Of course, every group and monoid (finite or not) has at least one idempotent, namely \(1\), but in fact more generally every finite semigroup also has an idempotent. To show this, it suffices to take any element \(x \in S\) of a finite semigroup \(S\) and consider the finite monogenic semigroup \( < x > \) that it generates. If we can show that \(< x >\) contains an idempotent then we are done.

Lemma: Every finite monogenic semigroup contains at least one idempotent.

Proposition: Every finite non-empty semigroup \(S\) contains at least one idempotent.

Proof of the Proposition: consider any element \(x \in S\) and observe by the Lemma that \( < x > \) contains an idempotent, hence \(S\) contains an idempotent. QED.

Proof of the Lemma: suppose the monogenic semigroup is \( < x > \) for some generator \(x\), and let \(k\) be the smallest exponent such that \(x^k = x^l\) for some \(l < k\). Now if \(2l < k\) then we can argue that

\(\qquad x^{k-l} \cdot x^{k-l} = x^{k-l} \cdot x^l \cdot x^{k-2l} = x^k \cdot x^{k-2l} = x^{k-l}\)

since \(x^k = x^l\), and one can observe that in the group case \(x^{k-l}\) is just the identity element. The ability to form the element \(x^{k-2l}\) is crucial here.

Otherwise, \(2l \geq k\), but then \(x^{2l} = x^p\) for some \(p < k\) since any power of \(k\) can be replaced by a power of \(l < k\) instead. Then if \(x^k = x^l\), then \(2k\) should act like \(2l\) which acts like \(p\), so \(x^{2k-p}\) is a candidate idempotent. Furthermore \(2p < 2k\) so that \(x^{2k-2p}\) is a legitimate element of the semigroup. Now observe

\(\qquad x^{2k-p} \cdot x^{2k-p} = x^{2k-p} \cdot x^p \cdot x^{2k-2p} = x^{2l} \cdot x^{2k-2p} = x^p \cdot x^{2k-2p} = x^{2k-p}\)

so again we have an idempotent. QED.

I liked coming up with these arguments since they forced me to go outside my comfort zone of thinking in terms of groups, especially with respect to having negative exponents available. It’s also kind of surprising that a statement like this could be true in this generality.

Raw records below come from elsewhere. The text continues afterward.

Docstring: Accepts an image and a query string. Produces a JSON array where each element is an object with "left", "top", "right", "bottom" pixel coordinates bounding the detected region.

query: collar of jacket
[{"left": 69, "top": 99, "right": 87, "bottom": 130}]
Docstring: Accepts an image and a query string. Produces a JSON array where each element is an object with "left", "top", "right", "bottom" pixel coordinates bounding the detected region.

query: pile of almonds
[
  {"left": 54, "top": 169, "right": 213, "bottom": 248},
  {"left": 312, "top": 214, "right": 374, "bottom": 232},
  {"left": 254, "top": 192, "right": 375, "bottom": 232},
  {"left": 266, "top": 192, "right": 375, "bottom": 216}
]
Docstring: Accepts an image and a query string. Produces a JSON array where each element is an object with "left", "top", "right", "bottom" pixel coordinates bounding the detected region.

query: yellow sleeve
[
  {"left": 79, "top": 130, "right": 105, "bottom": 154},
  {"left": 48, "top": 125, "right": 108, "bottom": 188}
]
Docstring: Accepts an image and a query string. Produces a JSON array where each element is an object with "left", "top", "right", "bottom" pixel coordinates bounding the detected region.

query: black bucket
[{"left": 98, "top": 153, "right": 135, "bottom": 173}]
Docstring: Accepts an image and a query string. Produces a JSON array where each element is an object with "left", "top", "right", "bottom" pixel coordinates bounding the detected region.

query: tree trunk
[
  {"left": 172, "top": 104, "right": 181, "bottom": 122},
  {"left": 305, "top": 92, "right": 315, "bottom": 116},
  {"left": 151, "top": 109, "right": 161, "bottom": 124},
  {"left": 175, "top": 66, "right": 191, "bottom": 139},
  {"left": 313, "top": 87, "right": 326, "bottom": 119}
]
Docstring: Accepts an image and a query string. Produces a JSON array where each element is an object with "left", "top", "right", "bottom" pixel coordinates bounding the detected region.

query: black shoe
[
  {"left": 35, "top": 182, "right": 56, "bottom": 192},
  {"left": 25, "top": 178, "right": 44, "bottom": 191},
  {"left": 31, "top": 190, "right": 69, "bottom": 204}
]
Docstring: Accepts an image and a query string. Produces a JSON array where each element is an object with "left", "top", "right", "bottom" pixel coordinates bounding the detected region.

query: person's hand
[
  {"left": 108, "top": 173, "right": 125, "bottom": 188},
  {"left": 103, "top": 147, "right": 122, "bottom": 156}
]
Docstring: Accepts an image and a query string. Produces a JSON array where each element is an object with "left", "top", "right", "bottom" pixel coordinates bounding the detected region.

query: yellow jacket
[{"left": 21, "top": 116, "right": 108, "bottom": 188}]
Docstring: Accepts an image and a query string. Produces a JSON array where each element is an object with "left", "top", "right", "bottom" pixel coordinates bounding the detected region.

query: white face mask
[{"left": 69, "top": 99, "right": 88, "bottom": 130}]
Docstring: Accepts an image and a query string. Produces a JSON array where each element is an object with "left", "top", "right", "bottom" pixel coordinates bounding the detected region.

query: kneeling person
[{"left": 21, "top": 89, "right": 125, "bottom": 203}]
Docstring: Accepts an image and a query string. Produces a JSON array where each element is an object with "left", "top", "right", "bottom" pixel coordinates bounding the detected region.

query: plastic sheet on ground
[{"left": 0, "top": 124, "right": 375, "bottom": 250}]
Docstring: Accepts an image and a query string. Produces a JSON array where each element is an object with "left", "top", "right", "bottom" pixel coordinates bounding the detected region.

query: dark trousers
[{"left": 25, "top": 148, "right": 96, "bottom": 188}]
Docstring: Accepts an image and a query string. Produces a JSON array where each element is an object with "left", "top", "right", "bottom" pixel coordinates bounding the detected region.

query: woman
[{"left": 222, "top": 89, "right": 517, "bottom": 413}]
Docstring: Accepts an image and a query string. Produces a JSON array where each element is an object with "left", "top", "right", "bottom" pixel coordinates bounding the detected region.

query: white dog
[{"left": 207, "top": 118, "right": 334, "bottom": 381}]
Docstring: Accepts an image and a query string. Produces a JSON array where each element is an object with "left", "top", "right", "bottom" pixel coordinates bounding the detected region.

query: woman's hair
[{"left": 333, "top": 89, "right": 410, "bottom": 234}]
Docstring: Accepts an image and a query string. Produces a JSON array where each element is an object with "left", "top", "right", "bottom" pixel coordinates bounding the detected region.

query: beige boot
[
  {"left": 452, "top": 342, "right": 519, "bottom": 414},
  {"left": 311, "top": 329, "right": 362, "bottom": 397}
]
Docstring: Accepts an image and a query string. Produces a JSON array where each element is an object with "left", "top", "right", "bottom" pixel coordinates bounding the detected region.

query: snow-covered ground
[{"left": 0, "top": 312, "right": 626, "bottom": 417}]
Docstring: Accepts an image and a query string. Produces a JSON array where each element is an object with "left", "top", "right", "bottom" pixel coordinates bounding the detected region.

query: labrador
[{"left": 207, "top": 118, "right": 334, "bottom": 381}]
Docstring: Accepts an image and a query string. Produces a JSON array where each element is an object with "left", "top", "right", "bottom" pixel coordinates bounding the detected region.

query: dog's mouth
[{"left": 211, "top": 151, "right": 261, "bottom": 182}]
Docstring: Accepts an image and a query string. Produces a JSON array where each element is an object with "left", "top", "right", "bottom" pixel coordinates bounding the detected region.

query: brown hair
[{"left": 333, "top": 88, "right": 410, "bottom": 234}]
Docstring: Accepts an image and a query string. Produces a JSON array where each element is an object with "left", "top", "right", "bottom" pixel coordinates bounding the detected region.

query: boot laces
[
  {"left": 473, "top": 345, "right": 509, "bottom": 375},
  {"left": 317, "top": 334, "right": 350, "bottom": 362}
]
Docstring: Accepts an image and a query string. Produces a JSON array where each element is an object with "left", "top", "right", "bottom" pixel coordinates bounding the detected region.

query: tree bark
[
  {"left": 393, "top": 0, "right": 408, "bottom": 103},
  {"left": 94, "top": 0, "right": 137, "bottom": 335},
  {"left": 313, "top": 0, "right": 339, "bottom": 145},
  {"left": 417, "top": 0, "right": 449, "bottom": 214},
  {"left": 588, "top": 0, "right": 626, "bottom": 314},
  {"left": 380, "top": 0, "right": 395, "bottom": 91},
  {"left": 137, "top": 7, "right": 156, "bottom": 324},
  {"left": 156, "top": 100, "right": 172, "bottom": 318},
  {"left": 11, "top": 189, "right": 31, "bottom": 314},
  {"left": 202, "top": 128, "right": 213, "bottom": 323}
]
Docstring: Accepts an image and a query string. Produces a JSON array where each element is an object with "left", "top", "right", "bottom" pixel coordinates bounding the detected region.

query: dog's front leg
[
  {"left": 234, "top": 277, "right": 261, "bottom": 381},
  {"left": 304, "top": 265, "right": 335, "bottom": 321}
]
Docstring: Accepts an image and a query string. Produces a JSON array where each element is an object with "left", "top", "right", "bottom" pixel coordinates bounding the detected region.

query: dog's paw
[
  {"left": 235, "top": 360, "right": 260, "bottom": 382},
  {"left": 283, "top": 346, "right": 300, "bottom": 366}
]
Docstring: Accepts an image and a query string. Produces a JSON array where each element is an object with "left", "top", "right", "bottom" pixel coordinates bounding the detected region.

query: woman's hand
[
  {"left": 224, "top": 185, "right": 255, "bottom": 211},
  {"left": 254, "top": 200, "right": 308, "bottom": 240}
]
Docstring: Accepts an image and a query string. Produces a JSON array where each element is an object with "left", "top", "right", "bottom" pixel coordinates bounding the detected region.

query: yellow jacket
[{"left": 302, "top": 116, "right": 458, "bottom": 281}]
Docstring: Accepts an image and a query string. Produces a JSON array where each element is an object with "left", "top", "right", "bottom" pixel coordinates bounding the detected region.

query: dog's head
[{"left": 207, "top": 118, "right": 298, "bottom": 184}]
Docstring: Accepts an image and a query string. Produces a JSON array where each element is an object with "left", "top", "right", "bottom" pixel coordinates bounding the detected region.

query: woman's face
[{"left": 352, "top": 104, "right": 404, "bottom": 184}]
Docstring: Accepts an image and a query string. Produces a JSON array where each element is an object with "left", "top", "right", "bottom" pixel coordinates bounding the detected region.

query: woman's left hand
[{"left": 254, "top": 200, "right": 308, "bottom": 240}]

Of course, there are infinite semigroups that have no idempotents at all (and therefore no identity element): the canonical example is \((\mathbb{N}_{>0}, +\)), so finite semigroups are pretty special in this way. There are also infinite semigroups where every element is an idempotent: my favorite example of this so far is \((\mathbb{Z}, \mathrm{min})\).